Duplicate Instances Detection

The automatic memory analyzer will detect duplicate instances in a heap snapshot. Since duplicate instances can cause unnecessary memory usage, this information can help to better optimize the memory consumption.

Duplicate instances are detected by comparing the full instance graph of two instances. Two instances are trivial duplicates if they do not have any references to other instances, and all field values are equal. However, as soon as the instances have any reference to another instance, the full graph of reachable instances must be analyzed in order to determine whether they are duplicates.

Two instances are duplicates if each instance in the reachability graph of the first instance has a unique matching instance in the other instance graph. For an instance to match another instance, all value (non-reference) fields must be equal.

In the graph above, instance #1 and instance #2 are duplicates, since it is possible to find a unique matching instance in both instance graphs. Instance #1 corresponds to #2, #3 to #5, and #4 to #6.

In the graph above, instance #1 and instance #2 are also duplicates.
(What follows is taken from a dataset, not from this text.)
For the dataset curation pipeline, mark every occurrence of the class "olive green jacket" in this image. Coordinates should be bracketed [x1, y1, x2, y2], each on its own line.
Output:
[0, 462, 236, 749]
Instance #4 is reachable from both origin instances and will be matched with itself.

In the graph above, instance #1 is not a duplicate of instance #2, even though the instance data of instance #2 is identical to instance #1 (value is 5 and all references are equal). Instance #1 is initially matched with instance #2. However, when instance #1 is reached through the m_owner field of instance #3, it will be matched with itself (as in the previous example). Since instance #1 does not have a unique match in both graphs, the instances are not duplicates.

Duplicate Instances Additional Bytes

In order to provide a metric for how much memory duplicate instances consume, the profiler will calculate an “additional bytes” value for each set of duplicate instances.

Consider the following three duplicate instances (#1, #2, and #3):

To calculate the number of additional bytes consumed by the duplicates, the profiler will merge the duplicate instance graphs into a single instance graph. Any instance not needed in the merged graph is considered an “additional” instance. In this example graph, instance #2 and #3 can be replaced with #1, instance #5 and #6 can be replaced with #4, and instance #8 can be replaced with #7 (as can be seen below).

The instances #2, #3, #5, #6, and #8 are considered additional instances, and the sum of the instance sizes will be presented as the “additional bytes” value for this set.

Held Duplicates

If a set of duplicates are found, it is often the case the duplicate instances have references to other duplicate instances. For instance, a duplicate List<> instance will have a reference to a duplicate array instance (that contains the actual list data). When investing a duplicate like this, it is usually better to focus on the duplicated List<> instance and not the array, since the duplication of the array is just a side effect.

In an attempt to identify these side effects, the profiler will provide information about duplicate sets that are fully held by another duplicate set. A set is fully held by another set if it is not possible to reach any instance in the second set without passing through an instance in the first set.

In the instance graph below, the set containing instances #4, #5, and #6 is fully held by the set containing instances #1, #2, and #3. On the other hand, the set containing instance #7 and #8 is not, since instance #8 can be reached from a root without passing through instance #1, #2, or #3.

The presentation of held duplicates will contain a link to the duplicate set that is holding on to the held duplicates. This set is most likely a better candidate to investigate when trying to minimize the duplication.

Possible Duplicate Instances

To detect whether a set of instances are duplicates of each other, the profiler needs to investigate the full graph of reachable instances for each instance in the set. This investigation can take a long time for a complex memory snapshot. Therefore, the profiler will only detect trivial duplicates by default.

If a type has at least one set of instances that are not fully investigated, but can be duplicates, the profiler will add a “Possible duplicate instances” issue for this type. The “Detect duplicates” link can then be used to force the detection of all duplicates of the type.

If there are any possible duplicates in the snapshot, a “Possible duplicate instances” issue will also be added to the Overview page. The “Detect duplicates” link of this issue, and the “Profiler->Detect duplicates” command, can be used to initiate detection of all duplicate instances. However, in a complex snapshot this can take a long time.

As mentioned previously, the profiler will by default only detect trivial duplicates automatically. It is possible to change this behavior by using the Profiler->Auto-detect duplicates command. The available options are:

None
No duplicates will be detected automatically. Use the Detect duplicates links or command to initiate duplicates detection.
Only trivial
Only trivial duplicates will be detected automatically. Use the Detect duplicates links or command to detect non-trivial duplicates.
All
All duplicates will be detected automatically. This setting can cause the duplicates detection of the automatic memory analyzer to take a long time.